In [1]:
import pandas as pd

# Introduction

Since I've been working on a lot of Kaggle competitions, I use Pandas a lot. As you may know, Pandas (in addition to Numpy) is the go-to Python library for all your data science needs. It helps with dealing with input data in CSV formats and with transofrming your data into a form where it can be inputted into ML models. However, getting comfortable with the ideas of dataframes, slicing, etc was very tough for me in the beginning. Hopefully, this short tutorial can show you a lot of different commands that will help you gain the most insights into your dataset. 

# Loading in Data

The first step in any ML problem is identifying what format your data is in, and then loading it into whateer framework you're using. For Kaggle compeitions, a lot of data can be found in CSV files, so that's the example we're going to use. 

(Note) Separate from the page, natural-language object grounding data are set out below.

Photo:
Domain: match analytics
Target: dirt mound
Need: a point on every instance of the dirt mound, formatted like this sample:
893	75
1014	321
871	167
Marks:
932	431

Since I'm a huge sports fan, we're going to be looking at a sports dataset that shows the results from NCAA basketball games from 1985 to 2016. This dataset is in a CSV file, and the function we're going to use to read in the file is called **pd.read_csv()**. This function returns a **dataframe** variable. The dataframe is the golden jewel data structure for Pandas. It is defined as "a two-dimensional size-mutable, potentially heterogeneous tabular data structure with labeled axes (rows and columns)".

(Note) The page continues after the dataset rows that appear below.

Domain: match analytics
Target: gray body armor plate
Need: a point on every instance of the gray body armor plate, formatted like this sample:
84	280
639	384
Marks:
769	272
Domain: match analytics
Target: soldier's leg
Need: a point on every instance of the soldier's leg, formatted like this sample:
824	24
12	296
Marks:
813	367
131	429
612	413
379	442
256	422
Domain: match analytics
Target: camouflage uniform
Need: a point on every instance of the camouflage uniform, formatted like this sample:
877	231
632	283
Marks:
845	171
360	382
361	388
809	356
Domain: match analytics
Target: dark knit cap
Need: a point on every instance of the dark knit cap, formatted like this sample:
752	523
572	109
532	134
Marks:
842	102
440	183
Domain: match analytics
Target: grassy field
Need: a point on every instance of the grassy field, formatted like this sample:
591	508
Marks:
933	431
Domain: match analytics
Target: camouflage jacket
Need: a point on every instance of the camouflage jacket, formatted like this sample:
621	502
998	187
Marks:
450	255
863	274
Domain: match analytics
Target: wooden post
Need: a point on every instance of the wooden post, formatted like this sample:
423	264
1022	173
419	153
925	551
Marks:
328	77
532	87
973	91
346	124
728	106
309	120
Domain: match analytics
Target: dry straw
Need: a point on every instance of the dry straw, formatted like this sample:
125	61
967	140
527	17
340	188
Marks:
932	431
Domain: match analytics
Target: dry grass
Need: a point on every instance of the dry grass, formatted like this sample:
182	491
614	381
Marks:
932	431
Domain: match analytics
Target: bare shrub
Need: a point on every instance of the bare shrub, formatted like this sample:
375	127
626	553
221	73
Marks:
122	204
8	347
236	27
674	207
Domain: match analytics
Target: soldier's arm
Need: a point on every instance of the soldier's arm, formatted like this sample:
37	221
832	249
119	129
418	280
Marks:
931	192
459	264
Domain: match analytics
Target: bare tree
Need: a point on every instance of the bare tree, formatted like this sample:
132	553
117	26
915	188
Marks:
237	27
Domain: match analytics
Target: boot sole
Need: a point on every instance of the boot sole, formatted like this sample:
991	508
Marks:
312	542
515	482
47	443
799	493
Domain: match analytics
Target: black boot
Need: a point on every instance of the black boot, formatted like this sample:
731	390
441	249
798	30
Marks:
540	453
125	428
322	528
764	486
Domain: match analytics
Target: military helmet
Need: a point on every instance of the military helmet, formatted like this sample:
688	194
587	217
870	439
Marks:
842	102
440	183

Just think of it as a table for now. We'll explain more about what makes it unique later on. 

In [2]:
df = pd.read_csv('RegularSeasonCompactResults.csv')

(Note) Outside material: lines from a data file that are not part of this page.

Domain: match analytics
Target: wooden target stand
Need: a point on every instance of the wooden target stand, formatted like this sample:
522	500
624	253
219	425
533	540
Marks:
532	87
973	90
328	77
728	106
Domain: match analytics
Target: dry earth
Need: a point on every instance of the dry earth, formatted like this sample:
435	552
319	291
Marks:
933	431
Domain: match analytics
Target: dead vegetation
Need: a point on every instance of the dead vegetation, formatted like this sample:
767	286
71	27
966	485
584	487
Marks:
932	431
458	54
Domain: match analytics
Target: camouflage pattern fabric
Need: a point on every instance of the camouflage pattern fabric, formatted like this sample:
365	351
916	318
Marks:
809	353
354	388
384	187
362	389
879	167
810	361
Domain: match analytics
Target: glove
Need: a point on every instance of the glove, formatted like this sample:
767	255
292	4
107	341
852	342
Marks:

Now that we have our dataframe in our variable df, let's look at what it contains. We can use the function **head()** to see the first couple rows of the dataframe (or the function **tail()** to see the last few rows).

In [3]:
df.head()

Unnamed: 0,Season,Daynum,Wteam,Wscore,Lteam,Lscore,Wloc,Numot
0,1985,20,1228,81,1328,64,N,0
1,1985,25,1106,77,1354,70,H,0
2,1985,25,1112,63,1223,56,H,0
3,1985,25,1165,70,1432,54,H,0
4,1985,25,1192,86,1447,74,H,0


We can see the dimensions of the dataframe using the the **shape** attribute

In [4]:
df.shape

(145289, 8)

We can also extract all the columns as a list, by using the **columns** attribute

In [6]:
df.columns.tolist()

['Season', 'Daynum', 'Wteam', 'Wscore', 'Lteam', 'Lscore', 'Wloc', 'Numot']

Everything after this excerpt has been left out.